A note on causal relationships from a statistics standpoint


An increasingly hot and debated topic (see the recent judge’s decision to allow the LA Times to publish LAUSD teacher ratings: http://www.latimes.com/local/lanow/la-me-ln-teachers-ratings–20130801,0,165579.story) is the use of test scores as a metric for effective testing.  In this week’s discussion, we’ll discuss some basics about inferring a causal relationship in any study and apply it to using test scores to evaluate teacher effectiveness.    


Examining causality through randomization: an example

In most introductory statistics courses, a common message is that correlation and causality are different (there is an xkcd comic about this: http://xkcd.com/552/). 

Let’s use an example of investigating the effectiveness of cancer drug A versus cancer drug B.  Let’s say we were to assign cancer drug A to only late stage cancer patients and drug B to early stage cancer patients, and then we follow the patients to see who goes into remission and who dies.  Under this set-up, even if drug A is very effective, we do not see how the late-stage patients would do under drug B and how early-stage patients would do under drug A.   So whatever difference exists between the two groups is only possibly due to the drug, but more likely is due to the differences in stages of cancer.  Either way, we cannot tell under this study design, and this study design would be rejected by every ethics review board as well as the FDA.

The traditional method for researching a causal relationship involves random assignment.  The premise is that we assign patients randomly to receive drug A or drug B.  Randomization allows for the assumption that there is no systematic difference between the two groups (those who get drug A and those who get drug B) on any pre-treatment covariate.  Thus after we randomize patients, and then observe the outcome, we can say whether or not there is an association between drug assignment and cancer survival.  Note: the usage of “assignment” was intentional here, and we’ll discuss why in a later paragraph. 

Randomization does not exist in teacher assignment

So now let’s say the outcome of interest is student test scores.  The theory is that an effective teacher should improve a student’s performance on the test.  The current “study design,” if you will, is more similar to the first scenario of cancer drug assignment.  Teachers are not assigned randomly to students.  The probability of a student being assigned to a specific teacher depends not only on the state, district, and school, but also on that student’s characteristics.  Parents that are heavily involved in their children’s education can try to have their children placed in a specific classroom.  Special needs children are more likely to be placed in a classroom designed for special needs.  Even past test performance can impact classroom assignment.  These and other factors confound the teacher effect being measured, because the students assigned to specific teachers may be very different.   
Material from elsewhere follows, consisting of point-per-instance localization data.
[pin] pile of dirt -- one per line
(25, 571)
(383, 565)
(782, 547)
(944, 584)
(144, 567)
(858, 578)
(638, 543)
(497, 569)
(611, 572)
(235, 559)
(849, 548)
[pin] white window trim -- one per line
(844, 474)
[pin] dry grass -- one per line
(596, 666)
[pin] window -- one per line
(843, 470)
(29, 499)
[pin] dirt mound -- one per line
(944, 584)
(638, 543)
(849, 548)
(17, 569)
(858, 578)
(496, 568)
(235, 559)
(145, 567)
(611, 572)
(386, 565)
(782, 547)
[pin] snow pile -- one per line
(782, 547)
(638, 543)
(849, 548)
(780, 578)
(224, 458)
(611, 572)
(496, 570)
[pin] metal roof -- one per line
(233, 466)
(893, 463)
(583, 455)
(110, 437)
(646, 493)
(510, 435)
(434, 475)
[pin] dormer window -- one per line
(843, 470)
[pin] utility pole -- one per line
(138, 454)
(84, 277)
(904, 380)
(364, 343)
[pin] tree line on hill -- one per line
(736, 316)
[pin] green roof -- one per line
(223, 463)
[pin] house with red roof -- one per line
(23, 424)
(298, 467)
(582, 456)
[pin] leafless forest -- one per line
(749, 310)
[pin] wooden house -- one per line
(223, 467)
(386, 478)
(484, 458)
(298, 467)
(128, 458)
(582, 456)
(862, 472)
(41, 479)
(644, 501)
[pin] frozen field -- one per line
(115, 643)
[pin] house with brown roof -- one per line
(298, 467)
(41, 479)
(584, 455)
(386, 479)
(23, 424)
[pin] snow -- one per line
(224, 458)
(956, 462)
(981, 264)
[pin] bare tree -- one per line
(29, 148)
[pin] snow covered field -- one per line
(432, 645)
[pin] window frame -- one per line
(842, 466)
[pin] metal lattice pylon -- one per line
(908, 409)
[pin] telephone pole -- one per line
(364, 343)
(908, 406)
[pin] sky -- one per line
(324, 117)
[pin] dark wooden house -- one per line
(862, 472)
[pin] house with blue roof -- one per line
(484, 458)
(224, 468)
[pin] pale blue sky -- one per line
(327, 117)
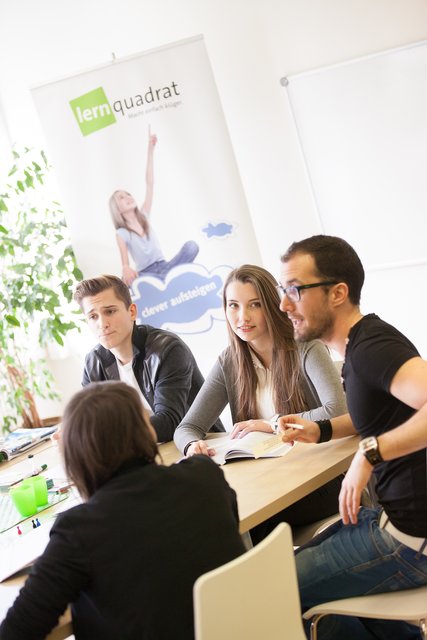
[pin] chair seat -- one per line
(410, 605)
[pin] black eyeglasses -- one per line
(293, 292)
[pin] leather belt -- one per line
(417, 544)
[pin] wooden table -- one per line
(266, 486)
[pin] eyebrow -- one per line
(108, 306)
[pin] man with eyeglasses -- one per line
(369, 550)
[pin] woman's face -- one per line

Value-added models, which will be an ongoing topic of conversation, include past test scores in the model (the assumption is made that the previous year’s test scores are an accurate baseline, and this may be challenged in later posts).  Several models also include demographic information on the students such as ethnicity, gender, and indicators of socioeconomic status (free-lunch eligibility) to adjust for some of the differences that exist between classrooms.  However, even if these models were to capture many of the confounding relationships, there are still problems with the assumption that whatever effect is left over after all these adjustments is the teacher causal effect. There is no counter-factual data: we do not observe what would happen to the students under a different teacher assignment. We also do not see the compliance to the assigned treatment.

Compliance to treatment 

In the example of the cancer drug, if a patient assigned to drug A had difficulties taking the prescribed treatment at the exact intervals and missed several dosages, we do not observe what would happen to that patient if he/she had been fully disciplined and had adhered perfectly to all instructions.  Thus claims about drug A’s effectiveness (or lack there of) using simple linear models and an indicator for drug assignment may be called into question.
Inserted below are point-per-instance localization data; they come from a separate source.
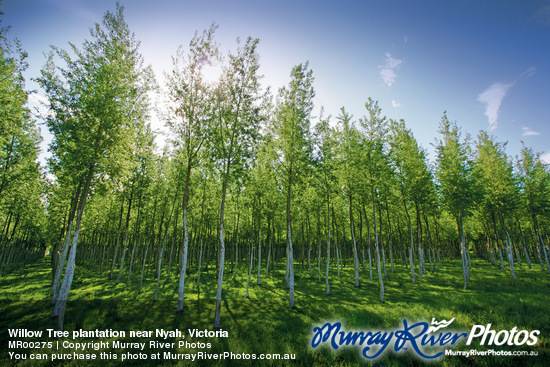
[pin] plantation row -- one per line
(247, 177)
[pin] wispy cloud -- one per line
(387, 71)
(528, 132)
(529, 72)
(77, 8)
(493, 97)
(495, 93)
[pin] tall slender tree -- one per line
(95, 99)
(291, 127)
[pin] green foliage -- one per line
(454, 170)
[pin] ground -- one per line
(264, 323)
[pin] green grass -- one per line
(265, 324)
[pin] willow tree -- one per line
(498, 185)
(325, 172)
(454, 173)
(20, 177)
(376, 168)
(348, 162)
(190, 106)
(235, 125)
(95, 95)
(535, 191)
(293, 141)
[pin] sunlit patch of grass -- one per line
(264, 323)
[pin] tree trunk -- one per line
(59, 309)
(355, 257)
(183, 266)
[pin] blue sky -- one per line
(487, 63)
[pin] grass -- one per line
(265, 324)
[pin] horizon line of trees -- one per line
(248, 180)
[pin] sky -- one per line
(485, 62)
The same can be said when estimating a teacher effect on student scores.  If examining the effect of the teacher assignment, what will still be masked in the model are student study habits, the home environment, how many days the student actually attended class, extenuating circumstances, etc. that may impact the student’s “compliance” with the teacher’s curriculum. 

The take-away

The intent of this article is simply to point out some issues with estimating a causal effect of teacher assignment using test score data. That is not to say that test score data cannot and should not be used in trying to improve the learning of students across the country, only that caution should be advised when attempting to use such data for the causal effect of a specific teacher.